Света решила исправить этот, как ей казалось, недостаток. Не нашлось такого человека, который бы объяснил девчонке природные вековые ценности целомудрия. Мама с прошлого раза на сексуальные темы с дочкой не разговаривала – замкнулась после того конфуза.
И вот избранник Светы, предназначавшийся по ее воле в ремонтники девичьей проблемы, вернее в ее устранители, твердым шагом ведет зеленоглазую брюнетку в съемную квартиру. Ашот Абрамович – настоящий многоопытный сибиряк с примесью множества горячих кровей. Он, как штурман, должен проводить девушку в ее «светлое» будущее. В сумке у него дорогой армянский коньяк и шоколадка.
Светлана, как и все другие девушки, перед встречей с трепетно ожидаемой близостью была переполнена романтическими фантазиями. Она представляла, как ее мужчина будет читать стихи, восхищаться ее красотой. Она начинала ощущать легкие, нежные и волнующие прикосновения. Ей слышался бархатный баритон, с придыханием клянущийся в вечной любви. Ее обволакивали еще неизведанные сладострастные облака любви. Все ее женское естество начинало ликовать в ожидании восторга взрослых отношений. Однако, прелюдия была недолгой. Ашот Абрамович раздел Свету и начал доставать из ширинки свой инструмент. Света с перепугу бросилась в ванную комнату и закрыла за собой дверь на защелку.
– Зачэм позвала? Ты что творишь? – гневно кричал горячий «гинеколог».

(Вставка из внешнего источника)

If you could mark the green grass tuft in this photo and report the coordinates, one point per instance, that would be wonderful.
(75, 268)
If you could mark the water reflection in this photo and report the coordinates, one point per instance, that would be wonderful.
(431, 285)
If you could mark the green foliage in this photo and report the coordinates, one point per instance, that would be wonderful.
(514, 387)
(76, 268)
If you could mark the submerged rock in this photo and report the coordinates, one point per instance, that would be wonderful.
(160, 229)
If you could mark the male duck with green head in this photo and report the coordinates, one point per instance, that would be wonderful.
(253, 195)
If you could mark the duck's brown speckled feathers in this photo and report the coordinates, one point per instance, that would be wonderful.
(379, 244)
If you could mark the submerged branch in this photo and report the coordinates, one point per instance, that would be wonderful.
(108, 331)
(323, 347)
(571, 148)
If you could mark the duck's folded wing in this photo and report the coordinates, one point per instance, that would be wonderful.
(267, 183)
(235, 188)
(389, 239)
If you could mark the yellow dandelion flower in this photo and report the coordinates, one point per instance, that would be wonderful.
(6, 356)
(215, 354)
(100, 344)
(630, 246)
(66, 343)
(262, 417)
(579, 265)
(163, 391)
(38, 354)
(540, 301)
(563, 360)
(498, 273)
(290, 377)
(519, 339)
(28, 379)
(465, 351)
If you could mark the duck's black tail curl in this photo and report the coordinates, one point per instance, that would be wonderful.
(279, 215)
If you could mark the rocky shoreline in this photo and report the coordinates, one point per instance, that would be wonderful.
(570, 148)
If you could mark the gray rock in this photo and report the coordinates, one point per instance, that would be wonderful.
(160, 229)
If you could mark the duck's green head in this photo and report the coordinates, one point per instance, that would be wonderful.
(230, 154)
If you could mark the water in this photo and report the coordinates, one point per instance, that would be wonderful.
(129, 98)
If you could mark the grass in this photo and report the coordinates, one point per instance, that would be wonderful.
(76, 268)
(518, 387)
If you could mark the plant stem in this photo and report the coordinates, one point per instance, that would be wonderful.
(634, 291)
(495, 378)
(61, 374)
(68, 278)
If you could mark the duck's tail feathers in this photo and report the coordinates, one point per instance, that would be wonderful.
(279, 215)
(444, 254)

Когда дверь отворилась, ремонтник-освободитель нагнул Свету и со всего маха всадил ей кожаный кинжал – свой волшебный инструмент. Промахнулся специалист и попал чуть выше цели туда, где девственной плевы не было предусмотрено природой. От острой проникающей боли Света чуть не потеряла сознание. Затем вдруг ее как бы ударила молния. По телу побежали электрические разряды. Начались легкие судороги. Светка погрузилась в мощный струйный оргазм. Она то улетала в космос, то возвращалась на землю. Сфинктер ее судорожно сжимался и разжимался. Веселый инструмент Ашота Абрамовича как будто бы сжимали и разжимали бегающие пальцы девичьей руки внутри своего тела. Он закричал, как тигр в начале погони за антилопой. Жаркое семя оросило лоно Светланы. Напор добровольца стал ослабевать. Но сжимающие и разжимающие движения внутренних мышц девчонки заставляли его много раз продолжать возвратно-поступательные движения. Потом почти без сознания они лежали в постели.